Caitlin Hayden, Obama's National Security Council spokeswoman, said the US would continue to consult with Britain but Obama would make decisions based on "the best interests of the United States".
It was not certain the US would have to act alone. France announced its armed forces "have been put in position to respond" if President Francois Hollande commits forces to intervention against Syria. Hollande does not need French parliamentary approval to launch military action that lasts less than four months.
Obama discussed the situation in Syria with Republican House Speaker John Boehner, who wrote to the President earlier this week seeking a legal justification for a military strike and the objectives of any potential action.
Assad, who has denied using chemical weapons, vowed his country "will defend itself against any aggression".
Some of the UN chemical weapons experts will travel directly from Syria today to different laboratories around Europe to deliver "an extensive amount of material" gathered, UN spokesman Farhan Haq said. While the mandate of the UN team is to determine whether chemical agents were used in the attack, not who was responsible, Haq suggested the evidence - which includes biological samples and witness interviews - might give an indication of who deployed gases.

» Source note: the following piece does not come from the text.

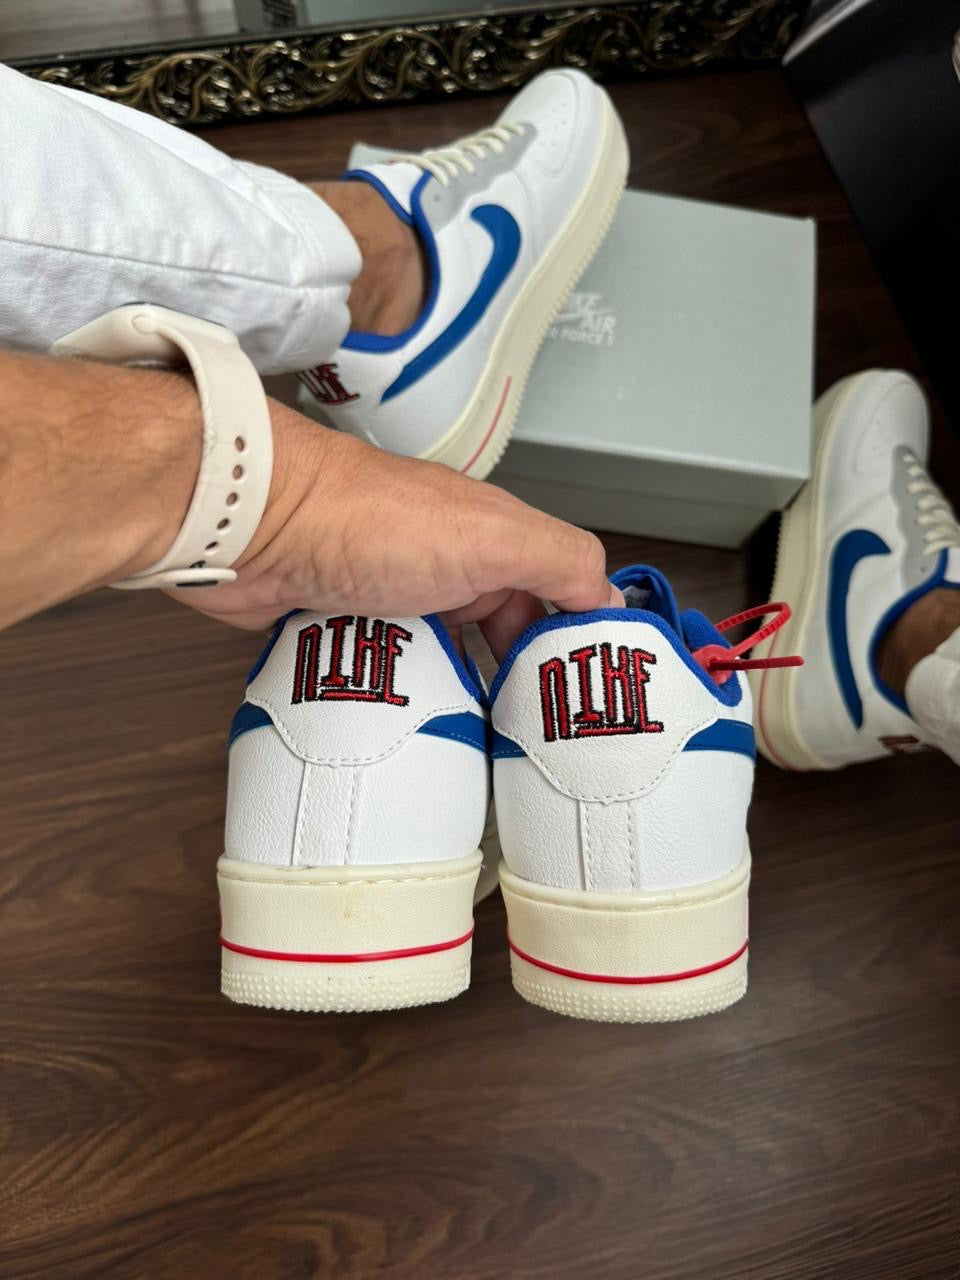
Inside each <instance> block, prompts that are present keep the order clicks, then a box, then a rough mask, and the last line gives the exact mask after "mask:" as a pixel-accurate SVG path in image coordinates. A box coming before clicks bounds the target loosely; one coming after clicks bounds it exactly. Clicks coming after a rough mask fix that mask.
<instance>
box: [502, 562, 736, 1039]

Obama and other top officials have not revealed definitive evidence to back claims that Assad used chemical weapons on Syrians. US officials say the intelligence assessments are no "slam dunk", with questions remaining about who actually controls some of Syria's chemical weapons stores and doubts about whether Assad himself ordered the strike.

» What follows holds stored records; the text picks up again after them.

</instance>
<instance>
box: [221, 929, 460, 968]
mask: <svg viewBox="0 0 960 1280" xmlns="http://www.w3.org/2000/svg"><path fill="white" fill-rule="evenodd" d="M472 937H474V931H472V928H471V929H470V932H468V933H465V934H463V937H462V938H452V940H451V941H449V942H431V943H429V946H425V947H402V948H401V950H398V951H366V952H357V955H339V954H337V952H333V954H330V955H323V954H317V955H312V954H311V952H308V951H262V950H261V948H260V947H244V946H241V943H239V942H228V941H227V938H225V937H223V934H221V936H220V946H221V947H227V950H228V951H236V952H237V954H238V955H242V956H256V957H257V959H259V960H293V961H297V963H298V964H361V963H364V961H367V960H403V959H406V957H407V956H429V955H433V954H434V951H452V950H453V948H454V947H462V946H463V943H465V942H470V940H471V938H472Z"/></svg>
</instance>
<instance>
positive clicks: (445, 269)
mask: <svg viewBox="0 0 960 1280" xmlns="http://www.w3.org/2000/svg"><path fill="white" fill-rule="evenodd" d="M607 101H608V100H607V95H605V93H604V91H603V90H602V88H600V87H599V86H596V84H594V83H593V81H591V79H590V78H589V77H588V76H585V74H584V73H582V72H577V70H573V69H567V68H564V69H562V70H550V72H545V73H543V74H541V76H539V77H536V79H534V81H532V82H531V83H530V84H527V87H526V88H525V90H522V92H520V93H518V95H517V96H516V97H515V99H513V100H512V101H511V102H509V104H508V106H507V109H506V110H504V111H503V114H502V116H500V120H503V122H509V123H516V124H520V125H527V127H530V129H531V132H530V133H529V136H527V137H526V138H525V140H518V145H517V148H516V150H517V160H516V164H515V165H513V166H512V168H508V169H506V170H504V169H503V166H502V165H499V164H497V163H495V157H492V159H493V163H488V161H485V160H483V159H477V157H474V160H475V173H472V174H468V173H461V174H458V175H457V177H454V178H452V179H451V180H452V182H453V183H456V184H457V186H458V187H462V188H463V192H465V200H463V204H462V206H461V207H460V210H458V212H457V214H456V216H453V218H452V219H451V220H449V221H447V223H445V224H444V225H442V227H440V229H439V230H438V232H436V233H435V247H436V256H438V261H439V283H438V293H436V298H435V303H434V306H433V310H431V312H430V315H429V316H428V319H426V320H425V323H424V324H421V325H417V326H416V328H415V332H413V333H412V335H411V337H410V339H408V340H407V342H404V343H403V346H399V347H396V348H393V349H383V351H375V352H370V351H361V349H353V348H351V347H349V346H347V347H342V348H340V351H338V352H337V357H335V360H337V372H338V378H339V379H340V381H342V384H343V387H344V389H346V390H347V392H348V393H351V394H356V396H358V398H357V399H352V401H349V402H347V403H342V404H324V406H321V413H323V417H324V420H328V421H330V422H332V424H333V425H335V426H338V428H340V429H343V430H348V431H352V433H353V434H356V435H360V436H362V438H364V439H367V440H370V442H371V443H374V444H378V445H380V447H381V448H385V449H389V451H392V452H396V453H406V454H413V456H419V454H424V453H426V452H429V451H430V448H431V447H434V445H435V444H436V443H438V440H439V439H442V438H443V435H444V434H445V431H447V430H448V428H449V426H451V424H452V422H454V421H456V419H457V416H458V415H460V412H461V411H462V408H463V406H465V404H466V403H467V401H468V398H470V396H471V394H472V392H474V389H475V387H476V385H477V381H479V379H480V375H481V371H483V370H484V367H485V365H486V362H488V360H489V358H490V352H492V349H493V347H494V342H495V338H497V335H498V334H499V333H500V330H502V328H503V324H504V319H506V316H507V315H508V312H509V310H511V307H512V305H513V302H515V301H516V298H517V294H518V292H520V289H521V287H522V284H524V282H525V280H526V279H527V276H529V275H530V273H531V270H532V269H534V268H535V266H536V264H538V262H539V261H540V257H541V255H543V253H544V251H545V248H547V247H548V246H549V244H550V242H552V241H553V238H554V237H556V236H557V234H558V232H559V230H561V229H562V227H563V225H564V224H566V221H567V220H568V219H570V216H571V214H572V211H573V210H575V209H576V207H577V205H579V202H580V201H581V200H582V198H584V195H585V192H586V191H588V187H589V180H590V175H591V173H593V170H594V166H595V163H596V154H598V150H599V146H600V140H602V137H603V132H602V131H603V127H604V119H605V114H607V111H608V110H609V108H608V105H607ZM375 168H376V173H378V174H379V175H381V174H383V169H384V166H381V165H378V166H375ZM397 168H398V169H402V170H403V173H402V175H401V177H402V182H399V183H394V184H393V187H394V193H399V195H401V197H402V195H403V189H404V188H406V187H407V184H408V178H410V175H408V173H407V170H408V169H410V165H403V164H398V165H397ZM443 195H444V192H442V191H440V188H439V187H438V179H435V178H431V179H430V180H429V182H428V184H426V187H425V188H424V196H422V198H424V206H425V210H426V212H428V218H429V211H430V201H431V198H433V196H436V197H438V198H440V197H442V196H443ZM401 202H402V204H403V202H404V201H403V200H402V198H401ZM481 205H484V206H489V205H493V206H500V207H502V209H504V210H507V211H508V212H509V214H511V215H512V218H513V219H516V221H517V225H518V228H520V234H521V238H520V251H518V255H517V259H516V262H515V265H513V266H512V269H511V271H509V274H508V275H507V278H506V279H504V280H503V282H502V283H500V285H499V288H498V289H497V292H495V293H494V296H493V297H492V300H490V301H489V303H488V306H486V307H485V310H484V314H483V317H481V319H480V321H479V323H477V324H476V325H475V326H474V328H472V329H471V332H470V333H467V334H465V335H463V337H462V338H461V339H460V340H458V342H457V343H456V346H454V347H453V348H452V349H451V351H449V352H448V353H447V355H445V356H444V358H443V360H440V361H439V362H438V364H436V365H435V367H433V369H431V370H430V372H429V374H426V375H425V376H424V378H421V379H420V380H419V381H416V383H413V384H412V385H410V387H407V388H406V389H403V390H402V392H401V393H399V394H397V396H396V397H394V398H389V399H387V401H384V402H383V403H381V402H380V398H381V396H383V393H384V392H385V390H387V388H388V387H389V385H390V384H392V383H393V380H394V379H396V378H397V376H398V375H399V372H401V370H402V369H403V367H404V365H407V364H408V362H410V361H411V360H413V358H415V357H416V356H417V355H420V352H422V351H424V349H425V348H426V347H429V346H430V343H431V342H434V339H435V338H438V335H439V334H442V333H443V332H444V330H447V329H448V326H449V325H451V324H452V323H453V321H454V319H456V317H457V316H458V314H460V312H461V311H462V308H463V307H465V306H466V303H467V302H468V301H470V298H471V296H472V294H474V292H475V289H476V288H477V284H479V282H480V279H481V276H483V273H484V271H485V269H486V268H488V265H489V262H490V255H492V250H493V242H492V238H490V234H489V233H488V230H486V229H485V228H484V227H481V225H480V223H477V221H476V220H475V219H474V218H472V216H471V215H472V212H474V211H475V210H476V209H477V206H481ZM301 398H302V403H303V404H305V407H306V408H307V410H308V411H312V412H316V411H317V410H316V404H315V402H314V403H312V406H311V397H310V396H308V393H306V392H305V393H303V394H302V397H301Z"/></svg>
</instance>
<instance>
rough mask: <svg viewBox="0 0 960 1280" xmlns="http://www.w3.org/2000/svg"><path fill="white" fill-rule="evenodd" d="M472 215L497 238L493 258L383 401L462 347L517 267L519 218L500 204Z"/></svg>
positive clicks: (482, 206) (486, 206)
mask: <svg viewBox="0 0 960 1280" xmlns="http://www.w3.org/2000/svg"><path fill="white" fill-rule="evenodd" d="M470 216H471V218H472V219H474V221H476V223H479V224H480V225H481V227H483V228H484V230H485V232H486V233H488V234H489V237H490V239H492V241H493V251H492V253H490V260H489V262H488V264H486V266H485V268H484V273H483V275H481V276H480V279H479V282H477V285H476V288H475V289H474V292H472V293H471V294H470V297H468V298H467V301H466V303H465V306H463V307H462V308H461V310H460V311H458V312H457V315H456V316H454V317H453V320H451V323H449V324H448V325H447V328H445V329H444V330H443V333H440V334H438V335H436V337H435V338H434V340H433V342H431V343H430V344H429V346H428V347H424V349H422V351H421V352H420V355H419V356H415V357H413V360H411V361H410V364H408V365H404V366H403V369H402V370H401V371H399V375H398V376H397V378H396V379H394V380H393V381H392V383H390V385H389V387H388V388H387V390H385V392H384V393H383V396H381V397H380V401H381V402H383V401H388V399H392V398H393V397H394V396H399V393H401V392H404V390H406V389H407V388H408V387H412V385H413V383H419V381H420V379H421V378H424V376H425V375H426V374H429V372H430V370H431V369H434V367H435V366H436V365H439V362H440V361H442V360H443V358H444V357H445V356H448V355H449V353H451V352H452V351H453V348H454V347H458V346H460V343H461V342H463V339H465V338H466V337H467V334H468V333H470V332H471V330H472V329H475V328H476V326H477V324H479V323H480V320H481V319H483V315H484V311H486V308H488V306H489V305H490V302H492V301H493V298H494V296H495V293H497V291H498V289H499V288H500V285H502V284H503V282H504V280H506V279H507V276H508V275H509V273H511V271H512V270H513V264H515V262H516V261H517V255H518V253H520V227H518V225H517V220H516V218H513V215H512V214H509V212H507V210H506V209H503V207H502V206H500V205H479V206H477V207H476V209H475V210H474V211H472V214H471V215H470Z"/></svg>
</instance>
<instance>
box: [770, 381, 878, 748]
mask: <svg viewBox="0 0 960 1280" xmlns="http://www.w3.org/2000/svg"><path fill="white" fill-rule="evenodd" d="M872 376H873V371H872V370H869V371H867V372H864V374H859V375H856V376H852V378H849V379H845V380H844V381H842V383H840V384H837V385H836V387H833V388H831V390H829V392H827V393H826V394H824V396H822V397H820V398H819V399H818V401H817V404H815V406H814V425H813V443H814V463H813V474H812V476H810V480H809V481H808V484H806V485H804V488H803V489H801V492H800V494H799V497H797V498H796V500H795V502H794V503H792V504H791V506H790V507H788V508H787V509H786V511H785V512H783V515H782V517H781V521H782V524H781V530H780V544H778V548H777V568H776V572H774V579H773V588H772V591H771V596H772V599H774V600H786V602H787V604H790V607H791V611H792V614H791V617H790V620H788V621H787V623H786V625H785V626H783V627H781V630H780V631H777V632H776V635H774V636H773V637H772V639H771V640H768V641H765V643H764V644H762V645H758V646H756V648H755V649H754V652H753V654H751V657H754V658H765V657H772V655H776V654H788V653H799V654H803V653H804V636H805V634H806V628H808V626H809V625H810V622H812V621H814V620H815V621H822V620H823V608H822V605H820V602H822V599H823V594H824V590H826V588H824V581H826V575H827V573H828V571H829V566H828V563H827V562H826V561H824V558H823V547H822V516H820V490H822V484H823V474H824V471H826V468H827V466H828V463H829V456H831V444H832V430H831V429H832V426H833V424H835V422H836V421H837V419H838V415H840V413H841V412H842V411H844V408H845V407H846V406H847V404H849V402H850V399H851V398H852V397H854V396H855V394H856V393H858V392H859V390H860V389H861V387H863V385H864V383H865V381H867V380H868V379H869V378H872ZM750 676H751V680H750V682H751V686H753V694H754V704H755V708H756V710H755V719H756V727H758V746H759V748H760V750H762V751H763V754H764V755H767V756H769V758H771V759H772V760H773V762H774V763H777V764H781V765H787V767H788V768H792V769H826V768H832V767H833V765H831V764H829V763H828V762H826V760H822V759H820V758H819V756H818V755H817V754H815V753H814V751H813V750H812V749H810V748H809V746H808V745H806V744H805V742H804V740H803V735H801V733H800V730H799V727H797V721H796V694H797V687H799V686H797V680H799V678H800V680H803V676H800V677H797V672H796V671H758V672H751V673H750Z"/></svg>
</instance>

The officials spoke on condition of anonymity because they were not authorised to discuss the intelligence publicly.
Despite shortcomings in the intelligence, the White House signalled urgency in acting, with Earnest, the White House spokesman saying the President believes there is a "compressed time frame" for responding.
Obama continued making his case for a robust response to world leaders, speaking yesterday with German Chancellor Angela Merkel. With national elections scheduled in Germany for next month, Merkel is unlikely to pull her country into a military conflict.
Merkel also discussed Syria by phone with Russian President Vladimir Putin, insisting the attack "requires an international reaction", spokesman Steffen Seibert said.
Obama has ruled out putting American forces on the ground in Syria or setting up a no-fly zone over the country. He's also said any US response to the chemical weapons attack would be limited in scope and aimed solely at punishing Assad for deploying deadly gases, not at regime change.
"We do have to make sure that when countries break international norms on weapons like chemical weapons that could threaten us, that they are held accountable," he said during a television interview.
The most likely military option would be Tomahawk cruise missile strikes from four navy destroyers in the eastern Mediterranean Sea. At a minimum, Western forces are expected to strike targets that symbolise Assad's military and political might: military and national police headquarters, including the Defence Ministry; the Syrian military's general staff; and the four-brigade Republican Guard protecting Damascus, Assad's seat of power and possibly Assad's ruling Baath Party headquarters.
US officials also are considering attacking military command centres and vital forces, communications hubs and weapons caches, including ballistic missile batteries.